Webinar | Extraction under fire: How mining reshapes conflict in the Sahel
While mining is often viewed primarily as a source of revenue for armed groups, ACLED's latest research shows that its role extends far beyond financing conflict. Areas around mining have become strategic spaces where armed groups, state forces, mining companies, and local communities compete for influence, territorial control, and access to resources. Violence is no longer confined to extraction sites themselves, but increasingly spreads across transport corridors, surrounding settlements, artisanal mining areas, and commercial hubs that sustain mining activities.
Join ACLED, the GI-TOC and the International Land Coalition on Thursday, 23 July, at 2:00 p.m. London (3:00 p.m. Brussels), as West Africa Senior Analyst Héni Nsaibia draws on new ACLED research to examine how jihadist groups exploit mining economies to finance their operations, strengthen territorial control, and wage economic warfare against the states they are fighting. Joining him is Lucia Bird Ruiz-Benitez de Lugo, Director of the West Africa Observatory at the Global Initiative Against Transnational Organized Crime, who will examine the intersection between armed groups and the mining economy.

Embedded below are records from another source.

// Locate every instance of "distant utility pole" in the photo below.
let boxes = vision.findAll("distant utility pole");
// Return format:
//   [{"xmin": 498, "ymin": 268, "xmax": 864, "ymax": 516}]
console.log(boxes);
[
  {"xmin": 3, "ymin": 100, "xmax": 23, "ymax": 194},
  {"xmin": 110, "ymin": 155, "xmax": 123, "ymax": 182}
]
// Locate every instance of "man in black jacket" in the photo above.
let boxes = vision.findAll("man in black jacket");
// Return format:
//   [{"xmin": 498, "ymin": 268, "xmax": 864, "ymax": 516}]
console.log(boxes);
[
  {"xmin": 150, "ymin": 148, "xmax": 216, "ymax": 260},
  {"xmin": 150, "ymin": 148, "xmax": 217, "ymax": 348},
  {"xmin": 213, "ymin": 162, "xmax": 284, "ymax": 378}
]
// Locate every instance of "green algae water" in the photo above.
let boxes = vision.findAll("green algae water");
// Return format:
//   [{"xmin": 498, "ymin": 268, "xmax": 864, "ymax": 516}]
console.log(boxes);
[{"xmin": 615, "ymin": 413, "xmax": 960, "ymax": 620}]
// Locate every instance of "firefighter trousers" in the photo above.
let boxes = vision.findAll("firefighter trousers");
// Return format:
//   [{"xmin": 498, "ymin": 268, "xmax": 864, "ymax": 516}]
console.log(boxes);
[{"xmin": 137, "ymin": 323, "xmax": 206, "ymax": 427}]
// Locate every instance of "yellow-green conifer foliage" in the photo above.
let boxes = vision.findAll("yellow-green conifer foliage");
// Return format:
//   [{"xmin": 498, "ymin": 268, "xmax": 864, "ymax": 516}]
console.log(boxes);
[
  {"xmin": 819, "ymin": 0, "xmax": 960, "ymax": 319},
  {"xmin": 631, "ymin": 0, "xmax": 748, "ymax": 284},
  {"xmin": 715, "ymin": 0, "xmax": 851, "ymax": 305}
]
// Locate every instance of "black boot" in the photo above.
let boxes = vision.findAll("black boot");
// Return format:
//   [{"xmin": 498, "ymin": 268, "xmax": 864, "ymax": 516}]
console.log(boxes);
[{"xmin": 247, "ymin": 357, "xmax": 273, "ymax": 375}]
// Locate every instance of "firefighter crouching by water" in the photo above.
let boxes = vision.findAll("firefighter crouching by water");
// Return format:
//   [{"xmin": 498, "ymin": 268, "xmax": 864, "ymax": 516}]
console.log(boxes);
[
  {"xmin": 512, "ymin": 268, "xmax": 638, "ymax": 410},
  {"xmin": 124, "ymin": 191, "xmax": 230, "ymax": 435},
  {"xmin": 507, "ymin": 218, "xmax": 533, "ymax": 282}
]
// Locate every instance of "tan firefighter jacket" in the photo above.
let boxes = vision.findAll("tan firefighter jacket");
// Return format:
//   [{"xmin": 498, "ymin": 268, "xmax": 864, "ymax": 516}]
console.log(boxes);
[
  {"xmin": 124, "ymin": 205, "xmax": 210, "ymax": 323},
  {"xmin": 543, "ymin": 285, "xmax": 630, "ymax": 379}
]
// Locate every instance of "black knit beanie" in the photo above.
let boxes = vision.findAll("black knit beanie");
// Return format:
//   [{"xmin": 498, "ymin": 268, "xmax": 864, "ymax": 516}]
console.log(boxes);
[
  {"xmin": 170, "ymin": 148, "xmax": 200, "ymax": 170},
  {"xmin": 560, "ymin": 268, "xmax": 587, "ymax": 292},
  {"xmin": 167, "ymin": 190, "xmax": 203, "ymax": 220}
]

Drawing on GI-TOC's research, she will examine how illicit mining economies, criminal networks, and governance dynamics interact with armed actors and violence.
Moderated by Jeremy Bourgoin of the International Land Coalition, this conversation will bring together perspectives on conflict analysis and illicit economies to examine how mining is reshaping security, governance, and livelihoods across the Sahel.